There are also laws designed as preventive and protective measures to be taken at workplaces to safeguard the safety and health of the workers and others. (Nik Salidah Suhaila Nik Saleh, “The Role of Law in Improving the Standard of Health Care in Malaysia” in Studies in Shariah and Law, 2005)

In respect of infectious diseases, there is the Prevention and Control of Infectious Disease Act 1988 (PCIDA) which is the principal statute that provides for the prevention and control of infectious diseases in Malaysia.

The PCIDA, however, has remained the same since its enactment in 1988 and is outdated and antiquated, which unfortunately is the most striking characteristic of public health law generally.

In many countries, the laws are often outmoded in ways that directly reduce their effectiveness and conformity with modern standards.

These laws often do not reflect contemporary scientific understandings of injury and disease (e.g., surveillance, prevention, and response) or legal norms for protection of individual rights. Rather, public health laws use scientific and legal standards that prevailed at the time they were enacted.

Society faces different sorts of risks today and deploys different methods of assessment and intervention.

When many of these statutes were written, public health (e.g., epidemiology and biostatistics) and the behavioral (e.g., client-centered counseling) sciences were in their infancy.

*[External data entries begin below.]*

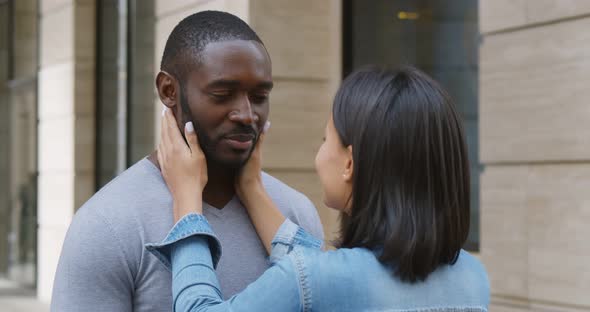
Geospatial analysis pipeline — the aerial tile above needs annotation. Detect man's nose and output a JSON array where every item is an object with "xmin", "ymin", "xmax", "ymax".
[{"xmin": 229, "ymin": 96, "xmax": 258, "ymax": 125}]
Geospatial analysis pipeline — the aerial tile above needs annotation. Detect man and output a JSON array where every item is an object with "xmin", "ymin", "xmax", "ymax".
[{"xmin": 51, "ymin": 11, "xmax": 322, "ymax": 311}]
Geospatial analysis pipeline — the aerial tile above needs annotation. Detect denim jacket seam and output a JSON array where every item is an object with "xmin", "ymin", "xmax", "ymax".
[
  {"xmin": 144, "ymin": 214, "xmax": 221, "ymax": 271},
  {"xmin": 290, "ymin": 249, "xmax": 312, "ymax": 312}
]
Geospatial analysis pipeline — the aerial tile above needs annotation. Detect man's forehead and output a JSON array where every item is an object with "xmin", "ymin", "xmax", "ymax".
[{"xmin": 197, "ymin": 40, "xmax": 272, "ymax": 80}]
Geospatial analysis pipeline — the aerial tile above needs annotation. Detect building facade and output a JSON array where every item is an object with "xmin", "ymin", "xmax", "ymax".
[{"xmin": 0, "ymin": 0, "xmax": 590, "ymax": 312}]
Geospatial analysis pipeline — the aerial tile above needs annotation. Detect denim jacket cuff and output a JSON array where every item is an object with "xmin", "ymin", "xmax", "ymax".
[
  {"xmin": 145, "ymin": 213, "xmax": 221, "ymax": 270},
  {"xmin": 270, "ymin": 219, "xmax": 323, "ymax": 263}
]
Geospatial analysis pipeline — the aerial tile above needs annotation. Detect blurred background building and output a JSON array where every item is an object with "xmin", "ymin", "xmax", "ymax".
[{"xmin": 0, "ymin": 0, "xmax": 590, "ymax": 312}]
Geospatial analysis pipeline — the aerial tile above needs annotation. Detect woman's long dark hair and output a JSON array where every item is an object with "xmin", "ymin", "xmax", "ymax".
[{"xmin": 332, "ymin": 67, "xmax": 470, "ymax": 282}]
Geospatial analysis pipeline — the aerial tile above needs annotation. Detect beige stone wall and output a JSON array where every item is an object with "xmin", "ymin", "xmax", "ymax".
[
  {"xmin": 250, "ymin": 0, "xmax": 342, "ymax": 240},
  {"xmin": 154, "ymin": 0, "xmax": 341, "ymax": 243},
  {"xmin": 0, "ymin": 4, "xmax": 10, "ymax": 273},
  {"xmin": 37, "ymin": 0, "xmax": 96, "ymax": 301},
  {"xmin": 480, "ymin": 0, "xmax": 590, "ymax": 311}
]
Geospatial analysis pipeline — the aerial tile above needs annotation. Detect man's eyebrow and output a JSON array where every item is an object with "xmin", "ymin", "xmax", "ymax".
[
  {"xmin": 206, "ymin": 79, "xmax": 274, "ymax": 90},
  {"xmin": 256, "ymin": 81, "xmax": 274, "ymax": 90},
  {"xmin": 206, "ymin": 79, "xmax": 240, "ymax": 89}
]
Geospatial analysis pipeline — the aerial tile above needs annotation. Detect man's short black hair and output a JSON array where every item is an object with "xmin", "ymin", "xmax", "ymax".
[{"xmin": 160, "ymin": 11, "xmax": 264, "ymax": 82}]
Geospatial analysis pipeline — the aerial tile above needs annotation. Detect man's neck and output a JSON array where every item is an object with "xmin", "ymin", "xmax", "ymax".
[{"xmin": 148, "ymin": 152, "xmax": 235, "ymax": 209}]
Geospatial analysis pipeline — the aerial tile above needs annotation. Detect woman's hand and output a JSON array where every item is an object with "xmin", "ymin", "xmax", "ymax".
[
  {"xmin": 235, "ymin": 132, "xmax": 265, "ymax": 208},
  {"xmin": 235, "ymin": 123, "xmax": 285, "ymax": 254},
  {"xmin": 158, "ymin": 109, "xmax": 207, "ymax": 222}
]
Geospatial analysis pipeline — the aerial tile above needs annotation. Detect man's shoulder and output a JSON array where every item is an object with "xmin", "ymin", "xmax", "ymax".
[
  {"xmin": 262, "ymin": 172, "xmax": 324, "ymax": 239},
  {"xmin": 74, "ymin": 159, "xmax": 171, "ymax": 236}
]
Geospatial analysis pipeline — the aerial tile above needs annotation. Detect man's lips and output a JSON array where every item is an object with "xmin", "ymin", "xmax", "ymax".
[{"xmin": 224, "ymin": 134, "xmax": 255, "ymax": 150}]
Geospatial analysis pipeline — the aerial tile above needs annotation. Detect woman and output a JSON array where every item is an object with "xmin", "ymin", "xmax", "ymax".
[{"xmin": 147, "ymin": 68, "xmax": 489, "ymax": 311}]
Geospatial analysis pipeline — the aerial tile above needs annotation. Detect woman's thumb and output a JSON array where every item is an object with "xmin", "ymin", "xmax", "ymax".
[{"xmin": 184, "ymin": 121, "xmax": 199, "ymax": 151}]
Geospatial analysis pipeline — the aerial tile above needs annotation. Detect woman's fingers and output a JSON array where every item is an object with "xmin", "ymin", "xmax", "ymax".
[{"xmin": 184, "ymin": 121, "xmax": 200, "ymax": 153}]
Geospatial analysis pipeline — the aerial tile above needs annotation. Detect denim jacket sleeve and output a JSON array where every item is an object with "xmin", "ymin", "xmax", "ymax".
[{"xmin": 146, "ymin": 214, "xmax": 321, "ymax": 311}]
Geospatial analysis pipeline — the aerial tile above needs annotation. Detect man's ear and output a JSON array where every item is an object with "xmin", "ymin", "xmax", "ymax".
[
  {"xmin": 156, "ymin": 71, "xmax": 180, "ymax": 108},
  {"xmin": 342, "ymin": 145, "xmax": 354, "ymax": 183}
]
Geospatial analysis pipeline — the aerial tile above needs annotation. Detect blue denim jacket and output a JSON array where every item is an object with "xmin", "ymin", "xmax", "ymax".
[{"xmin": 146, "ymin": 214, "xmax": 490, "ymax": 312}]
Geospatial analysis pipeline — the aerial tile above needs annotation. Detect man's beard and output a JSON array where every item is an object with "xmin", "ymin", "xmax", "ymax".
[{"xmin": 180, "ymin": 85, "xmax": 259, "ymax": 169}]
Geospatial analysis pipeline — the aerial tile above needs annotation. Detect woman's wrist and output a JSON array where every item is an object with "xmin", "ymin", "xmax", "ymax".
[{"xmin": 174, "ymin": 194, "xmax": 203, "ymax": 221}]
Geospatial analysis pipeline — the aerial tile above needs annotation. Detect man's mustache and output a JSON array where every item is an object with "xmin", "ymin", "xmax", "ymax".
[{"xmin": 221, "ymin": 126, "xmax": 259, "ymax": 139}]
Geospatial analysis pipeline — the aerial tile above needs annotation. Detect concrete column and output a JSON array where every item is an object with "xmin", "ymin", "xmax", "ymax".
[
  {"xmin": 5, "ymin": 0, "xmax": 38, "ymax": 286},
  {"xmin": 0, "ymin": 4, "xmax": 10, "ymax": 275},
  {"xmin": 479, "ymin": 0, "xmax": 590, "ymax": 312},
  {"xmin": 38, "ymin": 0, "xmax": 96, "ymax": 301},
  {"xmin": 249, "ymin": 0, "xmax": 342, "ymax": 241}
]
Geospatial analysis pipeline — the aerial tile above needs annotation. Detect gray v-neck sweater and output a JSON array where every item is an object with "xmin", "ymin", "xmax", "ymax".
[{"xmin": 51, "ymin": 159, "xmax": 323, "ymax": 312}]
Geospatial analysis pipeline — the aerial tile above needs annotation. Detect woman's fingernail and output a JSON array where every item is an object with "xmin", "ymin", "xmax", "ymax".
[
  {"xmin": 184, "ymin": 121, "xmax": 195, "ymax": 133},
  {"xmin": 262, "ymin": 120, "xmax": 270, "ymax": 133}
]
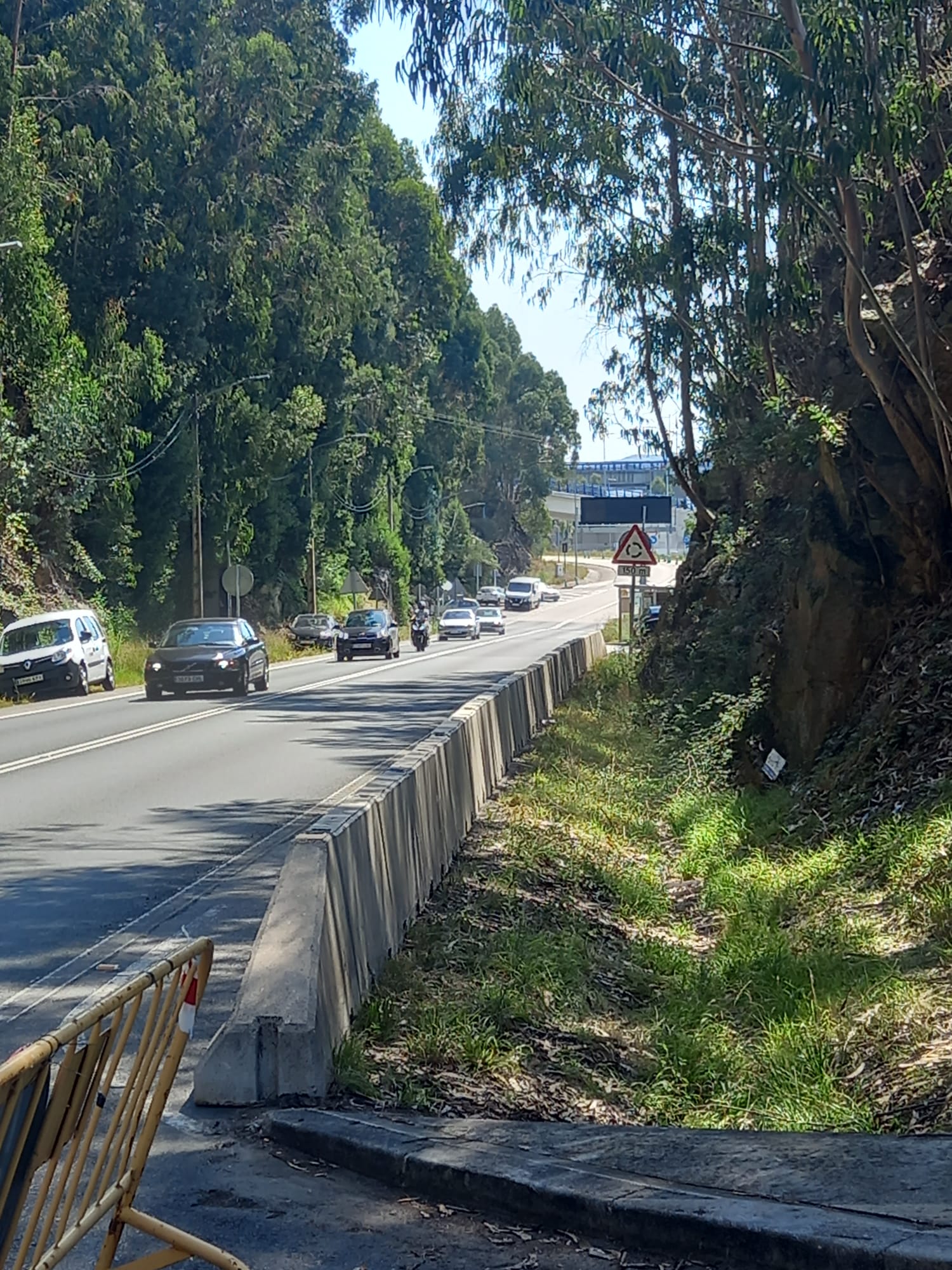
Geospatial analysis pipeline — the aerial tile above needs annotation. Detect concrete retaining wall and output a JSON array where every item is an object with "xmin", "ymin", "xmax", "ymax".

Modern prevention and treatment methods did not exist. (Lawrence O Gostin, Public Health Law Reform, Am J Public Health 2001 September; 91(9): 1365–1368)

It is humbly submitted that this is true of the PCIDA.

It is timely and crucial that the country’s legal infrastructure or framework be strengthened so as to be robust to deal with existing and re-emerging infectious diseases, as well as safeguard public health against new and emerging infectious diseases.

This involves what has been termed as law capacity-building. It is worth reminding again that public health cannot be effective without laws.

But there cannot be laws if Parliament does not sit for a sufficient duration for it to make and pass the laws.

Which is why Parliament cannot just sit for one day at time when the nation needs to embark without delay on a law capacity-building to strengthen its health infrastructure.

And because the pandemic is so overwhelming in its impact that no one is, has been and will be left unaffected, a new law is increasingly necessary to provide for temporary measures to help businesses and individuals deal with the effect of the pandemic.

The new law can be modelled on the recently enacted Singapore's Covid-19 (Temporary Measures) Act 2020 and or the UK's Coronavirus Act 2020.

As such, Parliament has to sit for a duration sufficient for it to perform one of its constitutional functions: to make and pass law.

No, it should not be in July. It will not give the businesses and people the craved soft landing when the movement control order (MCO) is lifted — even if lifted in phases.

* This is the personal opinion of the writer or publication and does not necessarily represent the views of Malay Mail.